2. Yerel üretim kapasitenin artırılması: Küresel sermayenin sadece büyük kentlere değil, Anadolu’daki üretim merkezlerine, sanayi havzalarına ve turizm bölgelerine erişmesi sağlanmalı. Yabancı sermayenin borsa kağıtları ile banka faizlerinden kazanıp gitmesi yerine, yerel sanayilerin de “yatırımdan pay alıyor muyuz?” sorusuna evet diyebilmesi sağlanmalıdır.
3. Stratejik önceliklerin belirlenmesi: Türkiye’nin köprü rolü enerji, lojistik, tarım, teknoloji gibi belirli alanlarda somut projelere odaklanmalı. Bu alanlar hem istihdam yaratmalı hem de ihracat ürünlerimizde yükte hafif pahada ağır ürünleri artırarak, sürdürülebilir döviz girdisinde artış sağlamalı.
4. Ekonominin sosyal boyutunun güçlendirilmesi: Büyüme sadece GSYH rakamları ile değil, paylaşım adaletiyle ölçülmeli.
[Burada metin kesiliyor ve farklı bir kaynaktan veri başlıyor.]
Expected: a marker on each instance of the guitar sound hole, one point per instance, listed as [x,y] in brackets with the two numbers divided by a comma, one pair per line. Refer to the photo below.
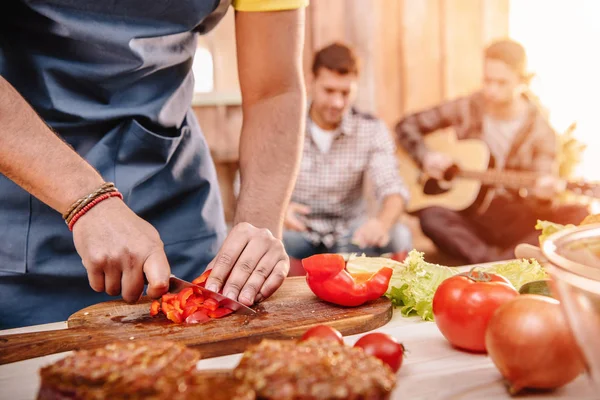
[434,187]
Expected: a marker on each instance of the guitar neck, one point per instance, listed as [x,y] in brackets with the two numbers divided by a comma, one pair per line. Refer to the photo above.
[507,179]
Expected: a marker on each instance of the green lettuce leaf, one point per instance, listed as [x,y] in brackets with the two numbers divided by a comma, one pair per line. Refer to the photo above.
[519,272]
[412,287]
[548,228]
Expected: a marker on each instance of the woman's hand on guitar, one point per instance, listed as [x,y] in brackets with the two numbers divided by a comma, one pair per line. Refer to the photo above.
[548,186]
[435,164]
Yani büyüme ile kalkınma arasındaki fark ortaya konulmalı; gençlerin istihdamı, kadınların üretime katılımı, bölgesel eşitsizliklerin azaltılması; gelir dağılımındaki adaleti artırmak için GINI katsayısının azalttırılmasını sağlayacak politikalar uygulanmalı ve güvenin toplumsal zemini geliştirilmeli.
5. En az, anayasamızı değiştirmek için gösterilen çaba kadar, tarım zengini ülkemizde tarım ve gıda ürünlerin tarladan şehre, üretenden tüketene ucuza ulaşmasını sağlayacak ve üreticinin de tüketicinin de sömürülmesini önleyecek şekilde bir Hal Yasası çıkarmak için de çaba gösterilmeli.
*
Bu beş adımı köprüyü güçlendirecek güven halatları gibi düşünebiliriz, bu ana halatları daha küçük bağlar ile de güçlendirmek gerekir tabi. Güven ile birlikte artan güç Türkiye’nin ekonomik omurgasını sağlamlaştırırken, küresel bağlantıların yerel faydaya dönüşmesini de sağlayacaktır.
*
Ekonomide güven endeksleri ne kadar düşük görünürse görünsün, ülkemizin, insanımızın enerjisi hâlâ yüksektir bence. Yeter ki yönetenle yönetilen, sermayeyle emek, yerelle küresel arasında güven temelli bağlar güçlensin.
*
Çünkü güven, sadece ekonominin değil; devletin, halkın, cumhuriyetin, demokrasinin, adaletin ve kalkınmanın damarlarında dolaşan hayati bir enerjidir. Eksik olması, yorgunluk ve isteksizlik getirir. Selam ve dua enerjimizi artırma çabasına.